(MeridianaNotizie) Roma, 10 febbraio 2014 – Sembra non essere ancora giunta alla fine la vicenda dei due fucilieri di Marina Massimiliano Latorre e Salvatore Girone, da due anni trattenuti in India con l’accusa di aver ucciso due pescatori, scambiati per pirati nel Kerala, il 15 febbraio del 2012. Infatti, la Corte Suprema indiana ha rinviato la decisione sul caso dei marò fissando una nuova udienza per martedì 18 febbraio per esaminare il ricorso italiano. La procura, da parte sua, ha confermato la richiesta dell’applicazione del Sua Act senza pena di morte, mentre la difesa italiana si è duramente opposta a qualsiasi ipotesi di legge antipirateria.
Molto dure sono state le reazioni del Governo italiano in merito, che chiede all’India chiarezza e la formulazione di accuse specifiche nei confronti dei due militari. “Inaccettabile l’imputazione proposta dalle autorità indiane. L’uso del concetto di terrorismo da rifiutare in toto, l’Italia e l’Ue reagiranno”. Così il premier Enrico Letta su Twitter ha commentato la richiesta, giunta dalla Procura indiana, di applicare la legge antiterrorismo nei confronti dei due marò. Il capo d’imputazione presentato in India dall’Attorney General, che prevede di giudicare il caso dei due marò “sulla base della legge antipirateria è assolutamente sproporzionato e incomprensibile: assimila l’incidente a un atto di terrorismo. L’Italia non è un Paese terrorista”, ha sottolineato una nota di Palazzo Chigi. Da Bruxelles il ministro degli Esteri, Emma Bonino ha affermato che “I marò non sono terroristi né pirati e l’accusa sulla base della legge sul terrorismo è assolutamente inaccettabile, ciò significherebbe che l’Italia è un Paese terrorista. Vogliamo che la Corte tra una settimana prenda atto dell’inaccettabilità e dell’irragionevolezza totale di questo capo d’accusa”. A chi chiede se tra le possibili reazioni dell’Italia nel caso marò potrebbe esserci un ricorso davanti al tribunale Onu per il diritto del mare, la Bonino ha risposto che “queste sono strade eventuali, tutto è sul tappeto. E penso anche che forse non è il caso di rendere pubbliche tutte le carte che abbiamo”.

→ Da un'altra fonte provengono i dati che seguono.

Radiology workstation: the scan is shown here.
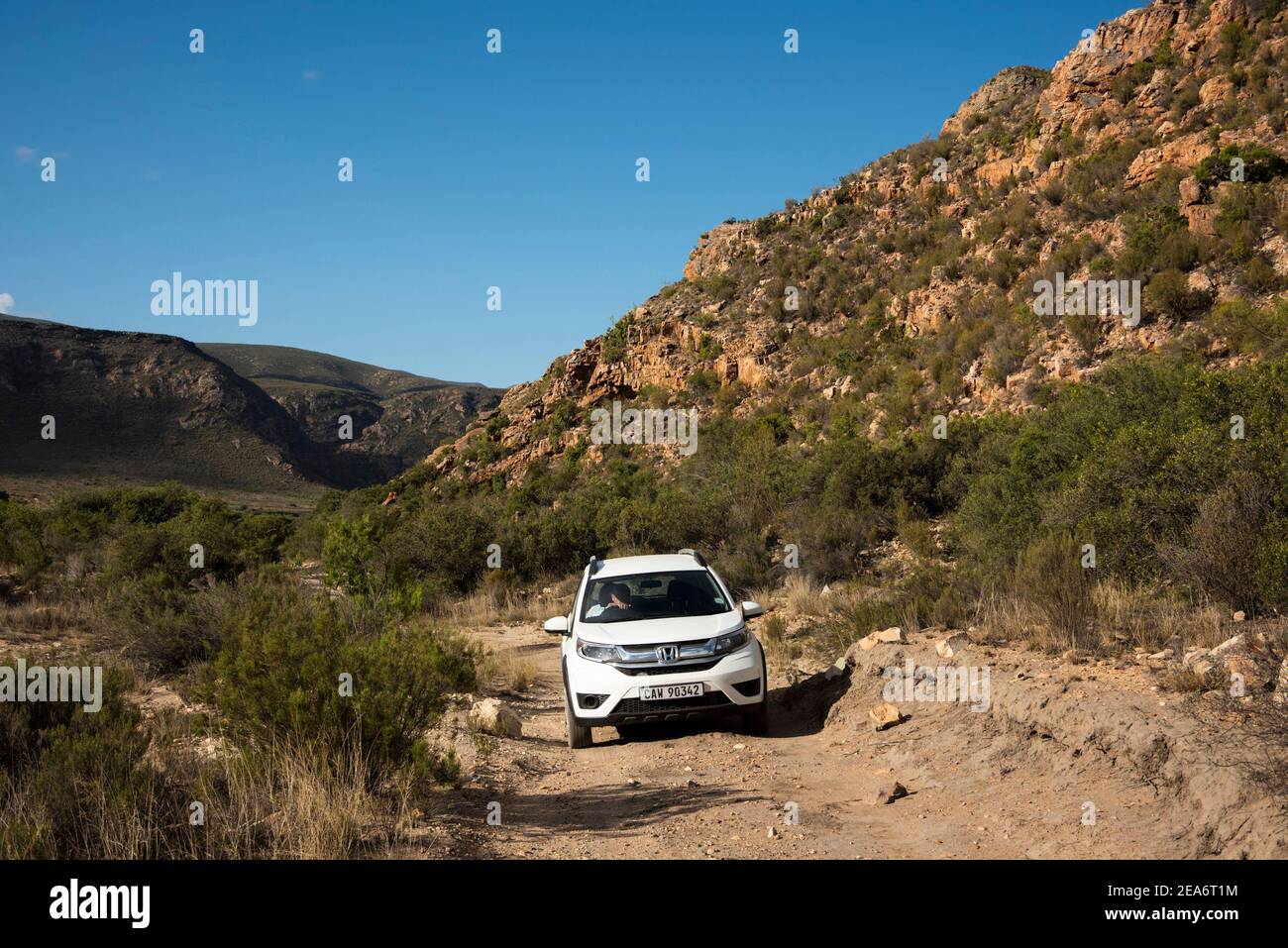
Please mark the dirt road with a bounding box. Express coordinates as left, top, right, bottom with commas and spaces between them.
401, 626, 1246, 858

In mattinata a New Delhi è arrivato anche il ministro della Difesa Mauro, per essere accanto ai due fucilieri di Marina. Nell’udienza il giudice Chauhun ha ascoltato la pubblica accusa, che ha confermato la richiesta dell’applicazione nella vicenda della legge per la repressione della pirateria (Sua Act), anche se in una versione ‘light’. Infatti, la Procura generale indiana ha deciso di appellarsi ad un altro articolo del Sua Act che non prevede la pena di morte, ma ipotizza un’accusa per violenze che comporta fino a dieci anni di carcere. Categorica è stata l’opposizione ad essa da parte dell’avvocato della difesa italiana Mukul Roahtgi. L’avvocato difensore ha annunciato la presentazione di una specifica memoria di opposizione all’applicazione del Sua Act per il processo dei marò, chiedendo che la Corte Suprema, nella seduta del 18 febbraio, “decida di portare il caso nella sua corretta dimensione”, in linea “con la sentenza del 18 gennaio” della stessa Corte “che ha escluso la Sua”, e annuncia che “il Governo italiano si riserva di assumere ogni iniziativa”. Infine, l’inviato del Governo Staffan de Mistura ha affermato che “è stata riproposta con forza la richiesta del rimpatrio dei marò in attesa di una soluzione sul processo”. Rispondendo a una domanda sulla possibile applicazione di una legge antiterrorismo al loro caso, Massimiliano Latorre ha affermato: “E’ un’accusa che ci fa molto male non solo come militari, ma anche come genitori e uomini. Come militare professionista italiano che combatte la pirateria questo mi rammarica molto”.